Database backup retention policy
Topic: Databases core
Summary
Define how long to keep database backups based on RTO, RPO, and compliance. Use full plus incremental or differential; test restore regularly. Use this when setting or reviewing backup retention.
Intent: How-to
Quick answer
- Set retention by RTO and RPO. Typical: daily full for 7-30 days; weekly for months; monthly for years if compliance requires. Store off-site or in another region.
- Document retention in policy. Automate deletion of expired backups; avoid manual only. Align with legal and audit requirements.
- Test restore from each retention tier (e.g. last daily, last weekly). Verify backup verification runs and alerts on failure.
Prerequisites
Steps
-
Define RTO and RPO
Decide max acceptable data loss and recovery time. Retention must allow recovery to within RPO and within RTO.
-
Set retention tiers
Daily full X days; weekly Y weeks; monthly Z months. Document; automate retention and deletion.
-
Test and verify
Restore from oldest retained backup periodically.
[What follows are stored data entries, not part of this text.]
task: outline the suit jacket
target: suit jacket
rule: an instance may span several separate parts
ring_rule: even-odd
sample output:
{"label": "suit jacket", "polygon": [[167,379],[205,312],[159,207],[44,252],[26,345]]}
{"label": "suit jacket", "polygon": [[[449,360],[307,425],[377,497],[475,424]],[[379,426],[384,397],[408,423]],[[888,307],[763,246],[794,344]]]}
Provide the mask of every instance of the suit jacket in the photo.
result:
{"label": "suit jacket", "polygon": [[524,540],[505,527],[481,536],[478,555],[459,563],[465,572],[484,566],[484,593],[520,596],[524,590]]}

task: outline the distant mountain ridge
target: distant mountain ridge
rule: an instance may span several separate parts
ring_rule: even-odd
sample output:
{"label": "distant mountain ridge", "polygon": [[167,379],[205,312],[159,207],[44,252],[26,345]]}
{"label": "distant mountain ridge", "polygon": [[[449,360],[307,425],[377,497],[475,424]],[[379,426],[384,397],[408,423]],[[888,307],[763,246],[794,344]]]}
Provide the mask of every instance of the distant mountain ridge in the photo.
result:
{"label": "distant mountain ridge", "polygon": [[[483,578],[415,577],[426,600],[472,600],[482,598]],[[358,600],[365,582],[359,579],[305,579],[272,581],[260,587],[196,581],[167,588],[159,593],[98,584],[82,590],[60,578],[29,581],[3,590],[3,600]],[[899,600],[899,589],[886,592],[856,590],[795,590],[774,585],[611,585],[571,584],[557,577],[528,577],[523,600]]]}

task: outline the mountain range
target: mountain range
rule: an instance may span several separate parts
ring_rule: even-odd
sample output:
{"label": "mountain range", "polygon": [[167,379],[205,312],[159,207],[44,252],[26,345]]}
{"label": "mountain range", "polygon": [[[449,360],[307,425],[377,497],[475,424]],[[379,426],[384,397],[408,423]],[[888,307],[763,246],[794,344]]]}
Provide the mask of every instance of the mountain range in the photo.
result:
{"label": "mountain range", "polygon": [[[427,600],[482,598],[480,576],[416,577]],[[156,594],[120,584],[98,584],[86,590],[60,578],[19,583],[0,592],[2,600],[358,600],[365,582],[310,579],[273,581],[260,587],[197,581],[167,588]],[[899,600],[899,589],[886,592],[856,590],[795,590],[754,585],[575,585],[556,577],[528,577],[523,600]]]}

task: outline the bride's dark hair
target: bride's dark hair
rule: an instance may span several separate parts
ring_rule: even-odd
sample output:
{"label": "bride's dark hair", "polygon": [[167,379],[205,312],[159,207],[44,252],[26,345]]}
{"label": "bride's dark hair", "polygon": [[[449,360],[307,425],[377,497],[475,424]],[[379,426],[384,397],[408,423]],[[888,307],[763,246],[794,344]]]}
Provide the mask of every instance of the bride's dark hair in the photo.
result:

Run backup verification; alert on failures.
Summary
Set retention from RTO/RPO and compliance; automate retention; test restore and verification.
Prerequisites
Steps
Step 1: Define RTO and RPO
Define max data loss and recovery time; retention must support both.
Step 2: Set retention tiers
Define daily, weekly, monthly retention; document and automate.
Step 3: Test and verify
Restore from oldest backup; run verification; alert on failure.
Verification
- Backups exist for each tier; expired backups removed; restore tested.
Troubleshooting
Restore fails — Fix backup or retention; improve verification. Compliance gap — Extend retention or add tiers.